I think you need to escalate this above the school administration. Maybe your daughter is safe now but I don't feel any assurance that other kids are uniformly safe. The charter board, your city councilmember (we brought a DCPS facilities issue to the attention of our councilmember and they fixed it almost immediately), the press, a personal lawyer. Don't try to litigate it on DCUM or directly with the school -- clearly that isn't working. time to escalate.


I would add doing a power analysis of the board. How might you persuade each member?


This is a soft skill that many people don't have.
Anonymous
Anonymous wrote:Would you put your kids in Mundo Verde knowing you will only live in DC until the end of first grade? How stable have the prek to 1 teachers been? Are these classroom management issues and bullying present at those young ages?


Most important q is what is your IB? People can quickly tell you which is a better bet. If Seaton or Langley, definitely go with your IB.
Anonymous
We don’t have one yet— it will depend where we can rent. Let’s say Powell— which would you choose?
Anonymous
Anonymous wrote:We don’t have one yet— it will depend where we can rent. Let’s say Powell— which would you choose?


Powell 100%. If your child will be on 4th or 5th and you really want DCI, then do MV.
Anonymous
Anonymous wrote:
Anonymous wrote:We don’t have one yet— it will depend where we can rent. Let’s say Powell— which would you choose?


Powell 100%. If your child will be on 4th or 5th and you really want DCI, then do MV.

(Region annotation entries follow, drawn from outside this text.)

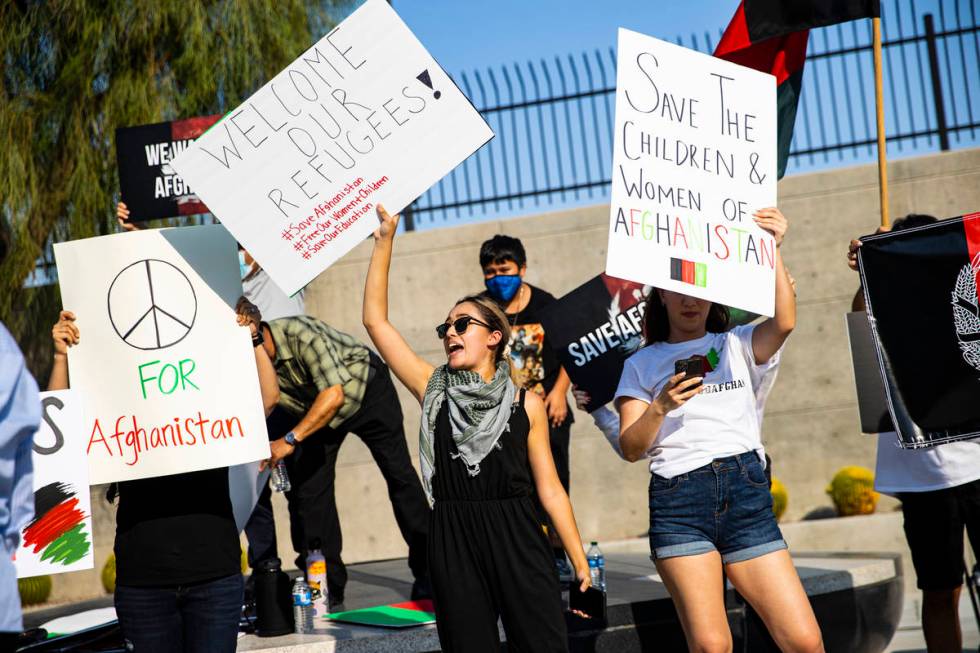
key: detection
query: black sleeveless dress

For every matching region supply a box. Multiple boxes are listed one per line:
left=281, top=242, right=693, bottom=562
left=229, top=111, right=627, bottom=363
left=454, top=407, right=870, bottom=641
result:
left=428, top=390, right=568, bottom=653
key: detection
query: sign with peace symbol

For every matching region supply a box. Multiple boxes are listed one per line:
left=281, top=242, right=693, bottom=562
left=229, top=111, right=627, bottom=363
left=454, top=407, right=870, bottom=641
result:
left=108, top=259, right=197, bottom=350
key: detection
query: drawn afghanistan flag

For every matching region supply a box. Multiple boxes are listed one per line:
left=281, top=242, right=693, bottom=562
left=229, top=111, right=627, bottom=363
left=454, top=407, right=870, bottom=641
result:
left=714, top=0, right=881, bottom=178
left=858, top=213, right=980, bottom=448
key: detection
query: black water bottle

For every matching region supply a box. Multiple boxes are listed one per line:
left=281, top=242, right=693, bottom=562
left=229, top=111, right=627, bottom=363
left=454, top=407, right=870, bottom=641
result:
left=254, top=558, right=293, bottom=637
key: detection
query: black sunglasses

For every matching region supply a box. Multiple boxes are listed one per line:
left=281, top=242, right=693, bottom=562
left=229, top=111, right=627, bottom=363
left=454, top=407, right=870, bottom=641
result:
left=436, top=315, right=493, bottom=340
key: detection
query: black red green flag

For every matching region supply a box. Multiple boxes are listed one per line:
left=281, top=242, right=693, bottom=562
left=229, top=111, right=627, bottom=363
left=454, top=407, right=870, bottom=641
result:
left=858, top=213, right=980, bottom=448
left=715, top=0, right=881, bottom=178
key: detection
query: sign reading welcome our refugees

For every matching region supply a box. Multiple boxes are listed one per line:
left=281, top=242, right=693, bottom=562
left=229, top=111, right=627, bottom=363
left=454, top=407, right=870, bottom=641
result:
left=54, top=225, right=269, bottom=484
left=173, top=0, right=493, bottom=294
left=606, top=29, right=776, bottom=316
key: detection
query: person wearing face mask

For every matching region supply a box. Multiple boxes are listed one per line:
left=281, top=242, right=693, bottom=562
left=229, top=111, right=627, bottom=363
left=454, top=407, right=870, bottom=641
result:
left=363, top=206, right=590, bottom=653
left=480, top=234, right=575, bottom=581
left=238, top=243, right=306, bottom=320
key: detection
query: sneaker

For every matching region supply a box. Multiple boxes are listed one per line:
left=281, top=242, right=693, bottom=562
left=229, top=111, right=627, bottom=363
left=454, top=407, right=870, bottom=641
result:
left=555, top=558, right=575, bottom=583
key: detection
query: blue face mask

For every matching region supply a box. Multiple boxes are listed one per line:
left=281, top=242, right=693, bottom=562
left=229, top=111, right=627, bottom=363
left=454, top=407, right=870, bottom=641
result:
left=238, top=250, right=252, bottom=279
left=485, top=274, right=522, bottom=302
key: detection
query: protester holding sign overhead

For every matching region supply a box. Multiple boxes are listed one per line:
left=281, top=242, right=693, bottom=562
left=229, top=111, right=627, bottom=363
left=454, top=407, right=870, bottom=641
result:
left=480, top=234, right=575, bottom=582
left=364, top=206, right=590, bottom=653
left=48, top=298, right=279, bottom=653
left=253, top=308, right=429, bottom=610
left=615, top=208, right=823, bottom=652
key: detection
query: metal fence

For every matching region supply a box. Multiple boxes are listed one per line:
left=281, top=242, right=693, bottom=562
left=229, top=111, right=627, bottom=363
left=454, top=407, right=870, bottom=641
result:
left=405, top=0, right=980, bottom=230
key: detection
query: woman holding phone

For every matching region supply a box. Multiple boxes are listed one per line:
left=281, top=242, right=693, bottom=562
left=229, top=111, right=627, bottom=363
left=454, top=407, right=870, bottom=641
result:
left=615, top=208, right=823, bottom=653
left=364, top=206, right=590, bottom=653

+1. But remember (for others), that DCI won’t be guaranteed, so consider what you’d do if you opted out of Latin and Basis in fifth, were past the private school application deadlines, then got a poor lottery draw in 6th.
Anonymous
Anonymous wrote:
Anonymous wrote:We don’t have one yet— it will depend where we can rent. Let’s say Powell— which would you choose?

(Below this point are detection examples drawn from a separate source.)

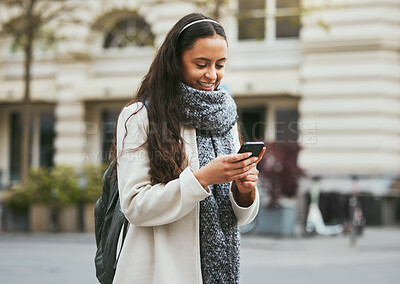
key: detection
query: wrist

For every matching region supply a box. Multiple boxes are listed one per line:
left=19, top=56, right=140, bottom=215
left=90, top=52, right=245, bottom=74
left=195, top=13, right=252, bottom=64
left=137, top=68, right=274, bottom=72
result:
left=193, top=169, right=209, bottom=188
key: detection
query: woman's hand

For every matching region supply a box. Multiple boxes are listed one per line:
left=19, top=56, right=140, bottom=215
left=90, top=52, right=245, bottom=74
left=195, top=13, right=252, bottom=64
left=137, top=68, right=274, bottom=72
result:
left=236, top=147, right=266, bottom=193
left=193, top=153, right=258, bottom=187
left=232, top=147, right=266, bottom=207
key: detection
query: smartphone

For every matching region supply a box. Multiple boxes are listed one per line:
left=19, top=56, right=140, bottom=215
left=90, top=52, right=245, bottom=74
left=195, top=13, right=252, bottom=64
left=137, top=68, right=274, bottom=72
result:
left=238, top=142, right=264, bottom=157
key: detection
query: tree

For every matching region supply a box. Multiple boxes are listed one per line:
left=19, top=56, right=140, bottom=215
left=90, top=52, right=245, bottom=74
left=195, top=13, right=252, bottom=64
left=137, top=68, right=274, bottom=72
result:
left=0, top=0, right=84, bottom=184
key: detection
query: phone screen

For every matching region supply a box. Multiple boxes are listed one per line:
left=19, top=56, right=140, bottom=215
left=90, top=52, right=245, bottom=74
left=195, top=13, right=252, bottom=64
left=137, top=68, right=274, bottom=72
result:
left=238, top=142, right=264, bottom=157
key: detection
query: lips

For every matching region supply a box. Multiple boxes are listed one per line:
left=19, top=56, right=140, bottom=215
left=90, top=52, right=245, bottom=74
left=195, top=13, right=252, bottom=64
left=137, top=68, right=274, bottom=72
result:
left=197, top=81, right=214, bottom=91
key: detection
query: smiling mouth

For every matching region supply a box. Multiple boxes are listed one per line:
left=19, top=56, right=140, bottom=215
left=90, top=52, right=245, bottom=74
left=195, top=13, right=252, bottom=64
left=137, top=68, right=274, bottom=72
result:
left=197, top=81, right=214, bottom=89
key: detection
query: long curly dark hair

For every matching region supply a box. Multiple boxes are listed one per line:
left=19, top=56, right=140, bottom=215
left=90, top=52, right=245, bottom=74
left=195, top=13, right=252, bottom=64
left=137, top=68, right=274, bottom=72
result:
left=110, top=13, right=226, bottom=184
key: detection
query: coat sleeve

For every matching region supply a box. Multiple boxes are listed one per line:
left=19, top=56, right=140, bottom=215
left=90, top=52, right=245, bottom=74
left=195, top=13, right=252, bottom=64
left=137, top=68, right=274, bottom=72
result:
left=117, top=103, right=210, bottom=226
left=230, top=124, right=260, bottom=226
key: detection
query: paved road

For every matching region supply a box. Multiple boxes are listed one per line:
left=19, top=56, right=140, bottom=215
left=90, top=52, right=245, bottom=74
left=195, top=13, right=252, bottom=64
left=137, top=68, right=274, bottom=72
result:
left=0, top=228, right=400, bottom=284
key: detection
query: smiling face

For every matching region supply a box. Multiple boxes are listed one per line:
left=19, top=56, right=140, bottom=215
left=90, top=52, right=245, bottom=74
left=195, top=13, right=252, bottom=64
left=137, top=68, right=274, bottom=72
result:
left=182, top=35, right=228, bottom=91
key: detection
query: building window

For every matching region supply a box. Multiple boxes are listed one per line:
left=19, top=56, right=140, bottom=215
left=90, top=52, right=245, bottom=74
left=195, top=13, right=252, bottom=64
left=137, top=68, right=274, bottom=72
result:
left=238, top=107, right=266, bottom=141
left=238, top=0, right=265, bottom=40
left=101, top=110, right=120, bottom=162
left=103, top=16, right=154, bottom=48
left=275, top=108, right=299, bottom=142
left=238, top=0, right=300, bottom=42
left=10, top=110, right=55, bottom=183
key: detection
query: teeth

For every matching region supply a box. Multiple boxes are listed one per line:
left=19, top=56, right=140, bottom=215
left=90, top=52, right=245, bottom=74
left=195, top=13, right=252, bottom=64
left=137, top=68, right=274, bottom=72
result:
left=199, top=82, right=214, bottom=88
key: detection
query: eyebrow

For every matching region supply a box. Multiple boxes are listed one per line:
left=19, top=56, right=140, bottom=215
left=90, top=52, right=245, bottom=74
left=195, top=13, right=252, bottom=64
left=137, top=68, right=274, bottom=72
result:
left=194, top=57, right=228, bottom=61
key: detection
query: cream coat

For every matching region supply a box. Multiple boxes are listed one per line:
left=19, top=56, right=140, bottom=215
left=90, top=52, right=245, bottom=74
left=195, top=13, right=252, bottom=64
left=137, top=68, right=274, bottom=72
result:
left=114, top=103, right=260, bottom=284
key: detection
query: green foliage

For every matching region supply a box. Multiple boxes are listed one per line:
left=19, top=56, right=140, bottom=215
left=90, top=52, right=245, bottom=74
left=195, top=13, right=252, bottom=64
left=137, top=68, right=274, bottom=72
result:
left=85, top=163, right=108, bottom=202
left=2, top=185, right=32, bottom=211
left=50, top=165, right=83, bottom=207
left=3, top=168, right=52, bottom=211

Powell 100%. If your child will be on 4th or 5th and you really want DCI, then do MV.


Do you know if Powell use a traditional curriculum? We will probably get an offer from MV and we put on our list for the Spanish and the expeditionary learning since I believe my child will do better with expeditionary learning.
Anonymous
Anonymous wrote:
Anonymous wrote:
Anonymous wrote:We don’t have one yet— it will depend where we can rent. Let’s say Powell— which would you choose?

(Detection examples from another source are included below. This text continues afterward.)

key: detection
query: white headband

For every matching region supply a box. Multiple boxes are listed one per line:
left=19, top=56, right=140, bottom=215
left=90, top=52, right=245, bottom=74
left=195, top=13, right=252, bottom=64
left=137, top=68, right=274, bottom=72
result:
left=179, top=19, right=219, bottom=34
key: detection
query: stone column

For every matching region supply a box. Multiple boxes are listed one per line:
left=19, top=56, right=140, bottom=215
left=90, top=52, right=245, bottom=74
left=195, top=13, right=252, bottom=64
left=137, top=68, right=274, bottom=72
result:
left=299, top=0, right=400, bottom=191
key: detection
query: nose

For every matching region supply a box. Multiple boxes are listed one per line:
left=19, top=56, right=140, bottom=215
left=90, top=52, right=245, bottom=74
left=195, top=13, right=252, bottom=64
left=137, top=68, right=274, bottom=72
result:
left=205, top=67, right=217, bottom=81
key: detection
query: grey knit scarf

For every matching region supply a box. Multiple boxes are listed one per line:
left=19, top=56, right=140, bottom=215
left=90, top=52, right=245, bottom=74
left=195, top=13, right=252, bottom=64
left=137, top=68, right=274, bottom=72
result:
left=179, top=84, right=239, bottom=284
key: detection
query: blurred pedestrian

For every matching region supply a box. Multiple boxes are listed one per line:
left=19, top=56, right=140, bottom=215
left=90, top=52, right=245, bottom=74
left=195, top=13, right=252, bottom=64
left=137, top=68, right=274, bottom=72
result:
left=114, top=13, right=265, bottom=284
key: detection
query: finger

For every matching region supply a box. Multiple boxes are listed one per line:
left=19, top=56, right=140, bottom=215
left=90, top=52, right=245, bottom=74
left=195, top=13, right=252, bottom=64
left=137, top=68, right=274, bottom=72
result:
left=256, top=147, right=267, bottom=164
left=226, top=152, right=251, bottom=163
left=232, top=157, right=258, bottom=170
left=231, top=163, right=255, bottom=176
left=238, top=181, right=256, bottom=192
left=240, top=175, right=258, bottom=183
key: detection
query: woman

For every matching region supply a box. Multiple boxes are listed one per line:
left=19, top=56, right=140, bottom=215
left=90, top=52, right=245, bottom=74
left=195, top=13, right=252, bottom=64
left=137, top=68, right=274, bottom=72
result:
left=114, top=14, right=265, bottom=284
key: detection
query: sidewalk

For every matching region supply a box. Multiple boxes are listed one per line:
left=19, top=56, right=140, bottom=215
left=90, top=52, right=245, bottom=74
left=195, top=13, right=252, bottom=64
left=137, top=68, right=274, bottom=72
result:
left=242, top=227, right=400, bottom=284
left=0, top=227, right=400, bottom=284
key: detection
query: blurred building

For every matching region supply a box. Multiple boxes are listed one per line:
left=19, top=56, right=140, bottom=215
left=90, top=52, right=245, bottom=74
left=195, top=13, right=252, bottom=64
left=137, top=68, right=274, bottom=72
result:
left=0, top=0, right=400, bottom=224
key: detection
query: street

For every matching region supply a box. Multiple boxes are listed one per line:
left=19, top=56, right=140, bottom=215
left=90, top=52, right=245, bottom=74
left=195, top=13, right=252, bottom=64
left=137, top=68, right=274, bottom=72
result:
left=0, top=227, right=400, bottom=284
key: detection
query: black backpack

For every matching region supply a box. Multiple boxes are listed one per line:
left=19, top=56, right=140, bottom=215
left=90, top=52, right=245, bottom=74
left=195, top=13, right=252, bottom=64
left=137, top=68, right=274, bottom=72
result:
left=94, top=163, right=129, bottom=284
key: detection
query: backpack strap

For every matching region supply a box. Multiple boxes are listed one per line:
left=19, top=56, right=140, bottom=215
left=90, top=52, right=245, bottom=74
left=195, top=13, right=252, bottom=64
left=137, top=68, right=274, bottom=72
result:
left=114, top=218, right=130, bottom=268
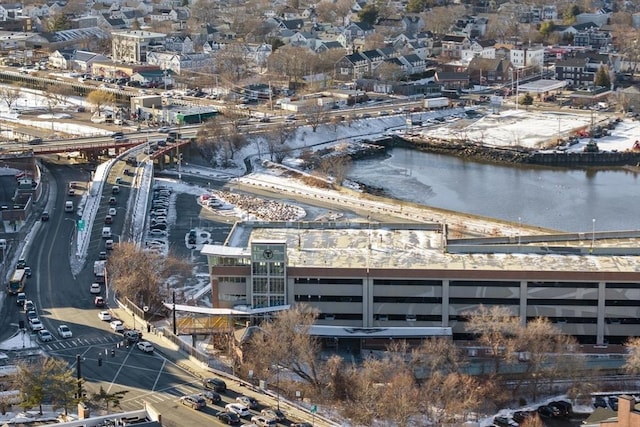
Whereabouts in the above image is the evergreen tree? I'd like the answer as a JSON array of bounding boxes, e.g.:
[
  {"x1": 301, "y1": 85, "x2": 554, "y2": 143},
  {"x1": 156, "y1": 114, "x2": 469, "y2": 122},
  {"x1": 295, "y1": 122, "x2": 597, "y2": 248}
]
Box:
[
  {"x1": 358, "y1": 4, "x2": 378, "y2": 25},
  {"x1": 594, "y1": 65, "x2": 611, "y2": 87}
]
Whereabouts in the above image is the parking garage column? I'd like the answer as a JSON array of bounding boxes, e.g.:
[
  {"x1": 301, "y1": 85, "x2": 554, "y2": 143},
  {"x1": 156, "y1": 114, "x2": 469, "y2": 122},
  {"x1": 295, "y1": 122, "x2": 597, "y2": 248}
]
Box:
[
  {"x1": 519, "y1": 280, "x2": 529, "y2": 326},
  {"x1": 441, "y1": 280, "x2": 449, "y2": 328},
  {"x1": 596, "y1": 282, "x2": 607, "y2": 345}
]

Powell 100%. If your child will be on 4th or 5th and you really want DCI, then do MV.


Do you know if Powell use a traditional curriculum? We will probably get an offer from MV and we put on our list for the Spanish and the expeditionary learning since I believe my child will do better with expeditionary learning.


Kindly, expeditionary learning is window dressing. Talk to parents in middle/upper elementary. I’ve heard it really comes down to a few more field trips per year. It’s such a light concept that it would be silly (IMO) to choose a school on that basis. Plus, if undertrained teachers are struggling to keep the classrooms under control, how effective do you really think an expeditionary model would be?
Anonymous
Anonymous wrote:
Anonymous wrote:
Anonymous wrote:
Anonymous wrote:We don’t have one yet— it will depend where we can rent. Let’s say Powell— which would you choose?


Powell 100%. If your child will be on 4th or 5th and you really want DCI, then do MV.


Do you know if Powell use a traditional curriculum? We will probably get an offer from MV and we put on our list for the Spanish and the expeditionary learning since I believe my child will do better with expeditionary learning.


Kindly, expeditionary learning is window dressing. Talk to parents in middle/upper elementary. I’ve heard it really comes down to a few more field trips per year. It’s such a light concept that it would be silly (IMO) to choose a school on that basis. Plus, if undertrained teachers are struggling to keep the classrooms under control, how effective do you really think an expeditionary model would be?


Totally this, especially at MV where they have so many balls in the air and so many struggles that they aren't really doing the full expeditionary thing. What you really want, PP, when it comes down to it, is probably kids performing on grade level and classrooms mostly free of violence. And if you don't have that, "expeditionary learning" isn't going to make up for it.